The market is less informed about the news of the current situation than anyone paying attention to the coronavirus thread here. We know what’s going to happen in the near term with a reasonable level of certainty.
Yeah that’s my concern - that there will be a second wave of panic when hospitals get overrun.
That’s not really how markets work. If we know, then the market knows.
Bingo. About 3 weeks out is my best guess. I hedged 401k by buying spy puts in my Roth. I went way low. Buying strikes 2, 3, and 4 months out between 1,900 and 1,600. I can take a good amount of pain but it’s nice to know I have some level of protection. I bought last Monday at the end of day on the bounce. The most I paid was .27 a contract. Bet pennies to win dillars.
Sure the super smart guys. But the buy and hold Trumpkins may panic at some point when they realize it’s not a hoax. Also a bunch of really rich people are in the cult and may be a bit delusional.
Yeah, this. If the DJIA opens up with a 1000 pt drop tomorrow you can still get out with a 17% loss from the peak. If you think that’s pricing in a confirmed global pandemic that’s just getting started in the US, go ahead and buy/hold I guess.
I’ve always believe that (for my entire investing life of 25+ years) until the market inexplicably continued moving to all time highs despite what was going on in China. It was very obvious to me and others that were openly discussing this that a correction was coming. I moved to 50:50 because of this in mid Feb and posted in this forum that I did it before the crash even happened. Maybe I just got lucky this time but it sure seemed obvious.
Well as I’m sure you’re aware, that’s exactly what the overwhelming evidence shows.
Congrats on being right this time. Variance FTW.
The market is 70% institutions
Maybe, but when you can point to the exact reason you think it’s going to crash… I mean China shut down their manufacturing for 6+ weeks and the world economy is dependent on Chinese manufacturing. It wasn’t like I was reading tea leaves or pointing out triple dipple double cross bongo patterns in the technical charts.
And a third when defaults on corporate debt spike. Interest rate cuts, tax cuts, and deficit spending could help recover from that more quickly, but oops, we blew our load on those juicing the S&P to 3400.
We knew in early February. We have an entire thread on it, the market has consistently been a week or two behind pricing in what we know.
Ok. So that’s 30% individuals.
The years is 2030. 99% of the worlds population has died from coronavirus. A group of survivors has clustered around Wall Street, chanting the ancient mantras, “buy the dip” and “the market knows.”
What if I told you there was a way to weigh possible outcomes based on their probabilities to assign an explicit number to, I dunno, let’s call it their expected value?
I think BOTH SIDES have a point.
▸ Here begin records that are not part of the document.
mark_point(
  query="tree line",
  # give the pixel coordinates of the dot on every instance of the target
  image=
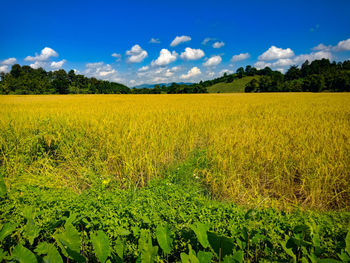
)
(317, 76)
(26, 80)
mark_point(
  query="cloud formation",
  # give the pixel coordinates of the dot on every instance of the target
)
(218, 44)
(207, 39)
(165, 57)
(136, 54)
(240, 57)
(192, 54)
(58, 64)
(178, 40)
(213, 61)
(154, 41)
(45, 54)
(117, 56)
(276, 53)
(191, 73)
(9, 61)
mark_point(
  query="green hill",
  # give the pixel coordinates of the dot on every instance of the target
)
(237, 85)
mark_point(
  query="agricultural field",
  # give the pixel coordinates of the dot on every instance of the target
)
(175, 178)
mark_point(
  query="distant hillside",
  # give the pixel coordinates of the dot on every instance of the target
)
(237, 85)
(151, 86)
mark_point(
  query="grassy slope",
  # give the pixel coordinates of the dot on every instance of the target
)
(237, 85)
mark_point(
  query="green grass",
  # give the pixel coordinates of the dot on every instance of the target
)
(175, 213)
(237, 85)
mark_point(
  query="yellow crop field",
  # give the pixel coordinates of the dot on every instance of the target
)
(272, 149)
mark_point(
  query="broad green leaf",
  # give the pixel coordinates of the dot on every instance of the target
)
(328, 260)
(347, 243)
(190, 258)
(221, 244)
(52, 254)
(3, 254)
(119, 248)
(204, 257)
(289, 251)
(164, 238)
(201, 230)
(148, 251)
(6, 230)
(70, 242)
(23, 255)
(31, 231)
(100, 243)
(3, 190)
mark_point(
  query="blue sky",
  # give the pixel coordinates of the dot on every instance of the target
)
(83, 35)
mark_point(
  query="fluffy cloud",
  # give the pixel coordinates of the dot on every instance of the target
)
(165, 58)
(136, 54)
(262, 64)
(154, 40)
(4, 68)
(343, 45)
(38, 64)
(191, 73)
(282, 63)
(213, 61)
(240, 57)
(206, 40)
(117, 56)
(45, 55)
(58, 64)
(192, 54)
(102, 71)
(143, 69)
(218, 44)
(178, 40)
(321, 47)
(276, 53)
(9, 61)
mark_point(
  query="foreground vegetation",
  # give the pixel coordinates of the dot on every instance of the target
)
(191, 178)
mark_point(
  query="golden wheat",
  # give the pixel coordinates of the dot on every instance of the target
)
(270, 149)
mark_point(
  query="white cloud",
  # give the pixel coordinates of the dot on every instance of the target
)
(45, 55)
(192, 54)
(206, 40)
(191, 73)
(143, 69)
(213, 61)
(282, 63)
(321, 47)
(276, 53)
(218, 44)
(240, 57)
(343, 45)
(312, 56)
(9, 61)
(178, 40)
(158, 79)
(58, 64)
(165, 57)
(117, 56)
(102, 71)
(177, 68)
(4, 68)
(154, 40)
(262, 64)
(38, 64)
(136, 54)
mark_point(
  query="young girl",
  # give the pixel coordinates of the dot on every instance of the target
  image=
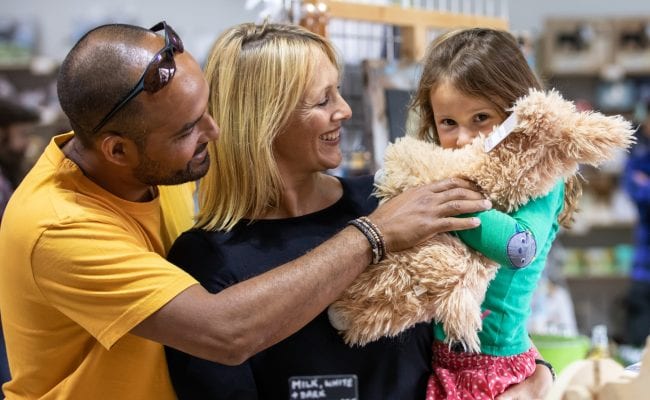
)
(469, 81)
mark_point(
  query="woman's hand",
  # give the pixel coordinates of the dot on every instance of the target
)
(419, 213)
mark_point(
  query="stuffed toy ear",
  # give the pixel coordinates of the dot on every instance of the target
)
(587, 137)
(595, 137)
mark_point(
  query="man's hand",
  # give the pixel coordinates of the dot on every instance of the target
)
(534, 387)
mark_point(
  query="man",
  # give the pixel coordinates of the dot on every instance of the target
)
(86, 295)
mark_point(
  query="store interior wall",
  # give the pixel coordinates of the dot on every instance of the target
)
(198, 22)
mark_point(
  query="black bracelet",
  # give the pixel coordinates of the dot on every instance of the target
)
(547, 365)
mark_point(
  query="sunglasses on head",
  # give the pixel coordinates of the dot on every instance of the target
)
(158, 74)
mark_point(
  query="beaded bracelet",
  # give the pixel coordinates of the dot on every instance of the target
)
(374, 236)
(377, 234)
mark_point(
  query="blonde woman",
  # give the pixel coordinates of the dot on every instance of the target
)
(267, 200)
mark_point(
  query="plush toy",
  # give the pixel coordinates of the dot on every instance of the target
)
(443, 279)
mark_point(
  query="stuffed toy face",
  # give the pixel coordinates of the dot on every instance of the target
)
(442, 279)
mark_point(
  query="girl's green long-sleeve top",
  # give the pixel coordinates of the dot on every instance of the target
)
(520, 243)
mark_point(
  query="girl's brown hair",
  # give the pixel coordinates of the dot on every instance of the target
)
(486, 64)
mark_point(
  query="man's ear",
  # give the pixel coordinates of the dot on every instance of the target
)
(119, 150)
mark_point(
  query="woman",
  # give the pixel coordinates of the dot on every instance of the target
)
(266, 200)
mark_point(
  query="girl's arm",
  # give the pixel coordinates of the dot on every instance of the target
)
(513, 239)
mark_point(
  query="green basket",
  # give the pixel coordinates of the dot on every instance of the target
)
(561, 350)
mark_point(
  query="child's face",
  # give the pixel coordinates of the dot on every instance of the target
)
(459, 118)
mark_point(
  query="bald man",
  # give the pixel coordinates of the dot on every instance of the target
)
(86, 295)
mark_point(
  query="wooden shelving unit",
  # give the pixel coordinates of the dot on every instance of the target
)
(414, 22)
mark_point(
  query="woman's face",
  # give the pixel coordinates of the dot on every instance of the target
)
(311, 140)
(459, 118)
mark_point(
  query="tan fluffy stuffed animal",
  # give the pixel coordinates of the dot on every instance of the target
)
(442, 279)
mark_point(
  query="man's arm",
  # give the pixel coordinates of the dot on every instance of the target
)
(230, 326)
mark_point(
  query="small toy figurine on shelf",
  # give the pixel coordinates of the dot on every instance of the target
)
(314, 17)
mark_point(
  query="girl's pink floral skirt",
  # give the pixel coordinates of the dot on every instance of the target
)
(462, 375)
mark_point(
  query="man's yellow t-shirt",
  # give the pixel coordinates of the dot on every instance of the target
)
(80, 268)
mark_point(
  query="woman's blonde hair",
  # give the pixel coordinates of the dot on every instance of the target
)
(482, 63)
(258, 75)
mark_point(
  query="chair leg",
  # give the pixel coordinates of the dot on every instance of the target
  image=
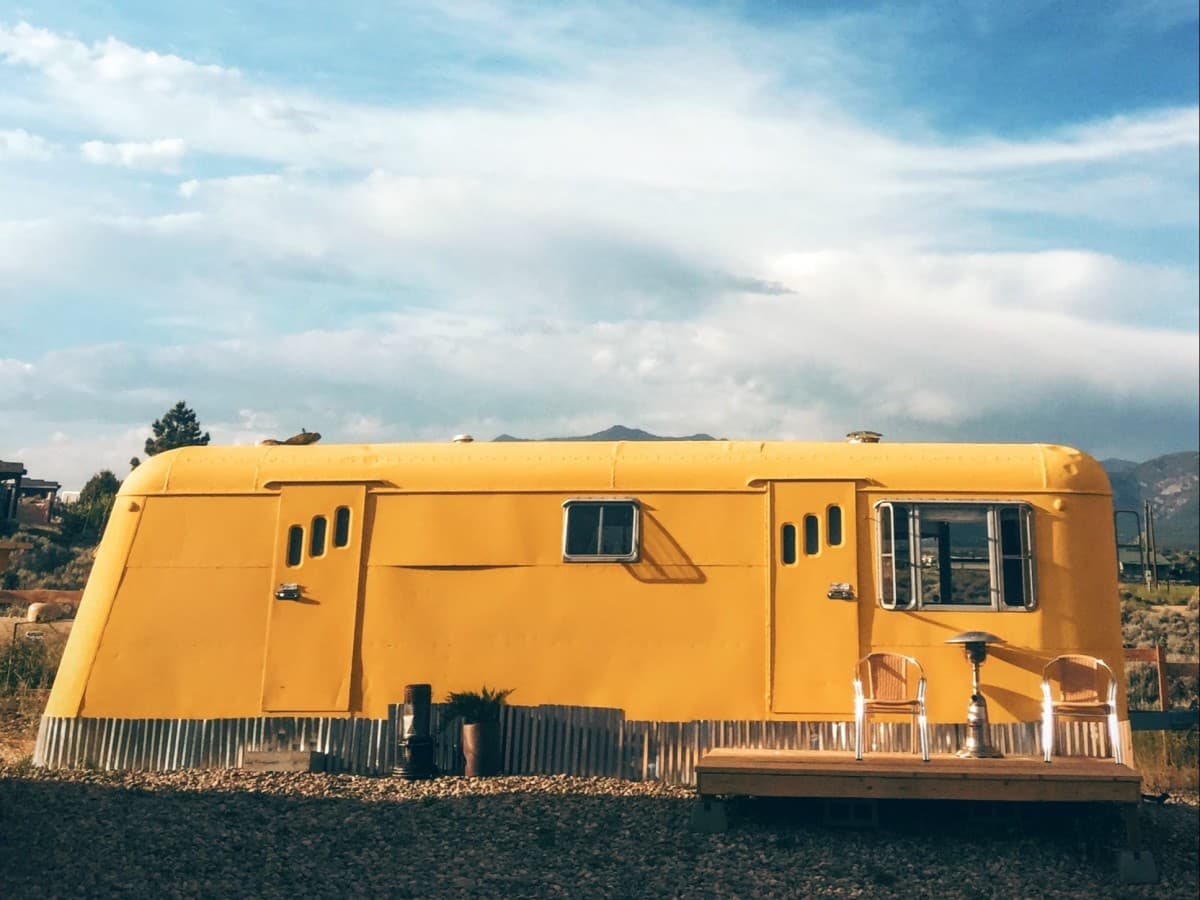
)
(1115, 738)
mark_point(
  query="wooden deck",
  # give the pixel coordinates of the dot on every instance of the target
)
(802, 773)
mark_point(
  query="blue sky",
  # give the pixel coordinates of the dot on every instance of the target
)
(400, 221)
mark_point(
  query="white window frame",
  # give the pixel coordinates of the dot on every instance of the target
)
(885, 555)
(636, 538)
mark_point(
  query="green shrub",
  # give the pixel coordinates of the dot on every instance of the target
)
(28, 665)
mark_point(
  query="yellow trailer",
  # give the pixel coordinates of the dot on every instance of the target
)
(675, 581)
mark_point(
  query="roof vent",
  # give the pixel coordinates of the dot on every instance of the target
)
(864, 437)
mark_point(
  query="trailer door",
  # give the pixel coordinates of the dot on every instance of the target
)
(315, 599)
(814, 598)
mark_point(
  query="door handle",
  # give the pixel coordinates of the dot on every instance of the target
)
(840, 591)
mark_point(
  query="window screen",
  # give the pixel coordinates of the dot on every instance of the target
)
(600, 531)
(961, 556)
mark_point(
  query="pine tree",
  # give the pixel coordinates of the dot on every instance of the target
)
(178, 427)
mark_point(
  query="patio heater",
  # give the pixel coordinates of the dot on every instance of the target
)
(978, 744)
(414, 750)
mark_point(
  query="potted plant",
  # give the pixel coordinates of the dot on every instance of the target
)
(480, 714)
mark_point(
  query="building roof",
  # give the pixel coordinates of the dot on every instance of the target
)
(36, 484)
(621, 466)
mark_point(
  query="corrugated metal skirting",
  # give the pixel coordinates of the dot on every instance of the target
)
(547, 739)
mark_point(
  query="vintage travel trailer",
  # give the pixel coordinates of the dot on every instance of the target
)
(673, 581)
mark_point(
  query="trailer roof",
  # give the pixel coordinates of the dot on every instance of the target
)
(576, 467)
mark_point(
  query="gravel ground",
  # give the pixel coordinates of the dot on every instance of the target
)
(221, 833)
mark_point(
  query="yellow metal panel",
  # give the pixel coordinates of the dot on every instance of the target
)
(181, 646)
(202, 532)
(95, 607)
(587, 634)
(310, 641)
(814, 637)
(651, 466)
(678, 531)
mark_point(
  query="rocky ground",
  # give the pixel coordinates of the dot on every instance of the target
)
(207, 833)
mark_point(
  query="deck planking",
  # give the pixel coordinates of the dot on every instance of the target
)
(823, 774)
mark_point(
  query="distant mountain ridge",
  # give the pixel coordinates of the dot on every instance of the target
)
(1171, 485)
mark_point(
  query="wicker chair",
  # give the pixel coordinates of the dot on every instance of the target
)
(1087, 689)
(886, 690)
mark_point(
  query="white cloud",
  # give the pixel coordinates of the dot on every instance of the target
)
(162, 155)
(660, 235)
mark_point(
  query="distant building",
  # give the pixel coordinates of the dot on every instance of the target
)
(28, 501)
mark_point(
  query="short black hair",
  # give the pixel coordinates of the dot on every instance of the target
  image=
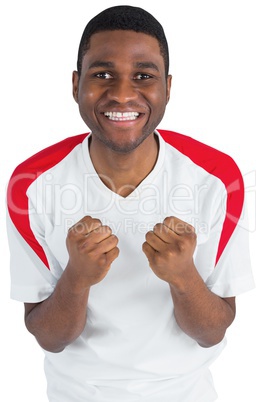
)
(124, 18)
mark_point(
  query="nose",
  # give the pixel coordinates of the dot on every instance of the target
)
(122, 90)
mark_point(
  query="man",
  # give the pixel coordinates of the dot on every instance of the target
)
(126, 243)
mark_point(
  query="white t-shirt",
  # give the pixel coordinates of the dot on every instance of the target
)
(131, 348)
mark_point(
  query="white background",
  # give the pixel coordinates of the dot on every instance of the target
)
(215, 63)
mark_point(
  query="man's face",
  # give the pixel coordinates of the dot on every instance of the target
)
(122, 91)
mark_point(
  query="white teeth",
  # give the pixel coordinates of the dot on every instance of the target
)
(119, 116)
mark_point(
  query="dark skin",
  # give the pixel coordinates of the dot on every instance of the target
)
(122, 94)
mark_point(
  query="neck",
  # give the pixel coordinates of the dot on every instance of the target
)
(122, 173)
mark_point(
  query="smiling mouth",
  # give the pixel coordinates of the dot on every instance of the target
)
(122, 116)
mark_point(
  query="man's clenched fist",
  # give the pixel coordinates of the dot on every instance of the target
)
(169, 249)
(92, 248)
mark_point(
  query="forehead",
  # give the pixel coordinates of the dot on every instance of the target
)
(123, 45)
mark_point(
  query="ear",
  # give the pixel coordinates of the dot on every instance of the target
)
(169, 80)
(75, 84)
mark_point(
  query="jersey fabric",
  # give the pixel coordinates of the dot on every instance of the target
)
(131, 348)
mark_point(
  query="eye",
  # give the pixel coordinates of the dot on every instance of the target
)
(103, 75)
(142, 76)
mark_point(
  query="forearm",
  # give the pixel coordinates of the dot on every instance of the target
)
(200, 313)
(60, 319)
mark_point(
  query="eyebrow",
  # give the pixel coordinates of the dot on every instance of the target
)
(109, 64)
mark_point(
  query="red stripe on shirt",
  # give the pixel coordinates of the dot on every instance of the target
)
(23, 176)
(223, 167)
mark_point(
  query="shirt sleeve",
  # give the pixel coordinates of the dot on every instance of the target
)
(232, 274)
(31, 280)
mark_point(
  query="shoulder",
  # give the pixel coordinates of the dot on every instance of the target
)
(48, 157)
(30, 169)
(214, 161)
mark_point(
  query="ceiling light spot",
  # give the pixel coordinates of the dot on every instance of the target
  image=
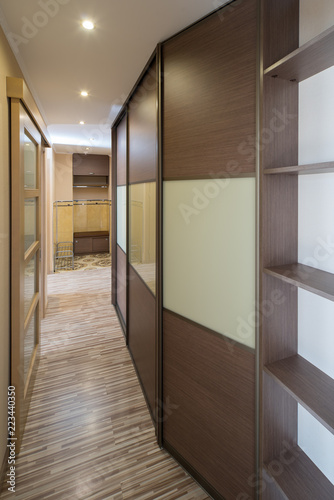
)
(88, 25)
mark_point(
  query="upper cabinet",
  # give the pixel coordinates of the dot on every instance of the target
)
(90, 164)
(90, 170)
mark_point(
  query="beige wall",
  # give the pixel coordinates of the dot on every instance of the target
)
(63, 177)
(8, 67)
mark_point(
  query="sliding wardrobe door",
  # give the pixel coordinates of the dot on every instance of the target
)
(120, 243)
(25, 268)
(142, 232)
(209, 249)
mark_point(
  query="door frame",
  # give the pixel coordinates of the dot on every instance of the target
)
(23, 110)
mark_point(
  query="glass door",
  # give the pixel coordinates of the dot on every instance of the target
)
(26, 248)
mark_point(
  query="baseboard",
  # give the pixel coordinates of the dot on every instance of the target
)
(3, 470)
(192, 471)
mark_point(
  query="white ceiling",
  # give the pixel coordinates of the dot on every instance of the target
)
(59, 58)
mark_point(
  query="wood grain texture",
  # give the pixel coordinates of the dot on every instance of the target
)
(209, 96)
(89, 434)
(121, 138)
(280, 29)
(302, 479)
(280, 320)
(143, 129)
(270, 491)
(121, 285)
(306, 277)
(209, 395)
(114, 215)
(311, 168)
(279, 220)
(90, 164)
(311, 387)
(279, 423)
(312, 58)
(142, 336)
(279, 133)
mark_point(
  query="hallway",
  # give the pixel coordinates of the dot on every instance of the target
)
(89, 434)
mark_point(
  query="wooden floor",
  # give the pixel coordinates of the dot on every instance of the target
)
(89, 434)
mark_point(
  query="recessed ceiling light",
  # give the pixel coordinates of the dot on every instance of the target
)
(88, 25)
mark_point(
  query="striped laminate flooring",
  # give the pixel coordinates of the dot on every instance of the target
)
(89, 434)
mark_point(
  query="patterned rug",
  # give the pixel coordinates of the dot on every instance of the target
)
(86, 262)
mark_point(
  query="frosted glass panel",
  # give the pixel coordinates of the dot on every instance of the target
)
(209, 254)
(121, 217)
(317, 442)
(143, 231)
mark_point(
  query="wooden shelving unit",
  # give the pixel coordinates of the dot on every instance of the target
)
(306, 277)
(301, 479)
(312, 168)
(312, 388)
(287, 378)
(306, 61)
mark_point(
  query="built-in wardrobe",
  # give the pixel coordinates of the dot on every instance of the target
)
(205, 169)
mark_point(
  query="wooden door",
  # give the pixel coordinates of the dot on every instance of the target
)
(25, 264)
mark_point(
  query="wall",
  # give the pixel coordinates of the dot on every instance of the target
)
(8, 67)
(316, 228)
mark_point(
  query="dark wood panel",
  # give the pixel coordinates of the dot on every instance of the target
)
(279, 320)
(143, 129)
(90, 164)
(209, 402)
(91, 234)
(210, 96)
(280, 123)
(306, 277)
(121, 281)
(269, 489)
(82, 245)
(312, 58)
(279, 429)
(114, 215)
(122, 152)
(310, 168)
(308, 385)
(100, 244)
(142, 336)
(280, 29)
(279, 220)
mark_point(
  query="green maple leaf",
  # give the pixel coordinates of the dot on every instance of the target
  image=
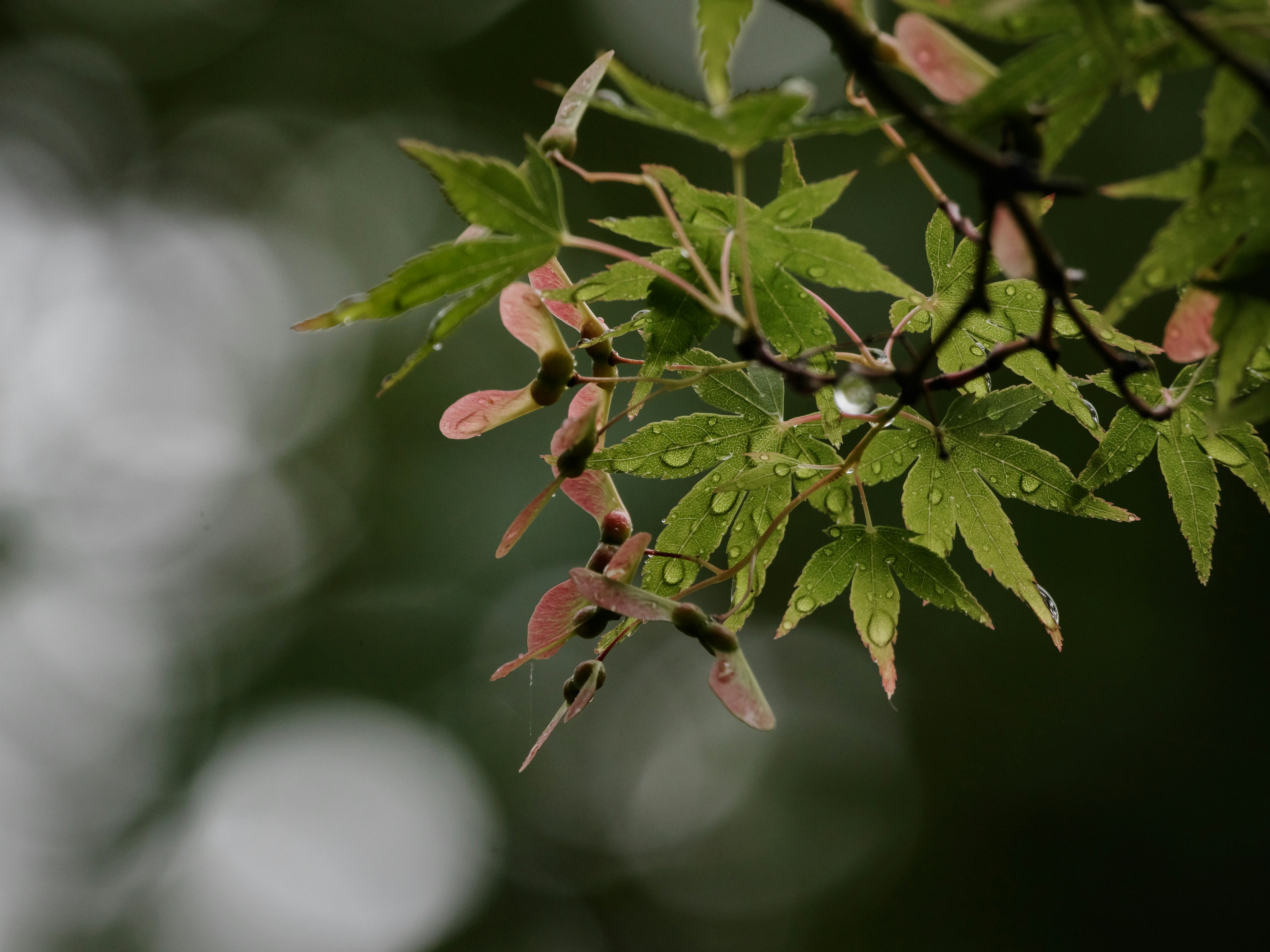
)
(521, 215)
(1018, 22)
(737, 126)
(869, 560)
(783, 249)
(728, 447)
(1231, 204)
(1188, 454)
(719, 23)
(1018, 309)
(959, 493)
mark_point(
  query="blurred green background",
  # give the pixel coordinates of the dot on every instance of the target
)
(1011, 798)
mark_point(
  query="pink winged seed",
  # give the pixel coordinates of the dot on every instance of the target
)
(1010, 247)
(543, 738)
(484, 411)
(529, 320)
(624, 600)
(952, 70)
(735, 683)
(1188, 336)
(553, 617)
(552, 277)
(526, 518)
(595, 492)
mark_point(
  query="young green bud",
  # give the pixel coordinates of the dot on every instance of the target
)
(719, 640)
(616, 529)
(588, 669)
(573, 461)
(691, 620)
(571, 691)
(599, 560)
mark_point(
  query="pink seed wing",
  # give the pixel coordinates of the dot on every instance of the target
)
(553, 619)
(545, 652)
(543, 738)
(1010, 247)
(627, 559)
(1188, 336)
(526, 518)
(595, 492)
(952, 70)
(484, 411)
(735, 683)
(624, 600)
(529, 320)
(552, 277)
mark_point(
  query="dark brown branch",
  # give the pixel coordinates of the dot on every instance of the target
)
(1002, 178)
(1256, 75)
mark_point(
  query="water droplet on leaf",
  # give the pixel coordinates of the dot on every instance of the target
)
(723, 502)
(675, 459)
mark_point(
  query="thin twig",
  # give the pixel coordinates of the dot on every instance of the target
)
(1255, 75)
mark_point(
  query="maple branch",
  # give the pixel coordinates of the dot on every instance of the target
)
(951, 209)
(1255, 75)
(1002, 178)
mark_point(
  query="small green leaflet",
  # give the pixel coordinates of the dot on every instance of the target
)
(726, 449)
(523, 205)
(1203, 229)
(563, 134)
(741, 125)
(869, 560)
(492, 192)
(959, 493)
(1187, 451)
(1018, 309)
(719, 22)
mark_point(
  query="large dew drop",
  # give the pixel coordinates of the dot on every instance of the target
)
(723, 502)
(854, 395)
(674, 572)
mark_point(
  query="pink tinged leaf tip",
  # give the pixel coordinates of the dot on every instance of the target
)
(952, 70)
(624, 600)
(886, 660)
(484, 411)
(526, 518)
(552, 277)
(543, 738)
(1010, 247)
(553, 620)
(529, 320)
(736, 685)
(1188, 336)
(625, 562)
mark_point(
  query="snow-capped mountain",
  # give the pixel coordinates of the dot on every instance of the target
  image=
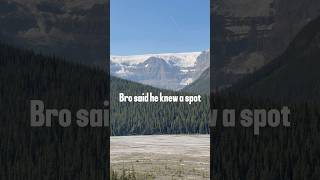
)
(169, 71)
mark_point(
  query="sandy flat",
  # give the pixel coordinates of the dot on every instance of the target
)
(162, 156)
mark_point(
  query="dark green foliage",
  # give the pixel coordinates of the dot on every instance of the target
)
(155, 118)
(277, 153)
(284, 153)
(31, 153)
(293, 76)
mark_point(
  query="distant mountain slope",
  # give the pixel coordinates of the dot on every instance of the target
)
(169, 70)
(201, 85)
(293, 75)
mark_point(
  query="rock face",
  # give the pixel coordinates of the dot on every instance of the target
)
(77, 30)
(169, 71)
Timing the market is not a great idea but also the people running the market are frankly not smarter than most of us. The reason timing the market is bad is that the game is rigged via monetary/fiscal stimulus to heavily favor going long and market has inside info (which I don’t think really applies here). But they are running out of ways to stimulate, and think we would need a crash before they start pulling out the bigger guns.
S&P 500 futures halted. I didn’t even know futures trading could be halted.
And what if I told you that’s quite literally what timing the market is and there are boatloads of evidence that it can’t be done reliably. Being right this one time doesn’t mean anything.
And what if I told you that’s quite literally what timing the market is and there are boatloads of evidence that it can’t be done reliably. Being right this one time doesn’t mean anything.
I used to think this, but the last ~month has been pretty hard to comprehend in that context. Like you had virologists and data scientists looking at this stuff telling us how bad the coronavirus was likely to be, you had massive disruptions to the Chinese economy that were public knowledge, and the markets were just humming along mostly ignoring it all. I guess the argument is they’re pricing in upside we don’t see, but there are plenty of reasons lots of investors would panic and pull out, and it seems like a certainty at this point that we see a global recession.
Going to be blood in the street this week
Sure, it’s not trivial. I’m just saying don’t expect the whole market to act like the retail market.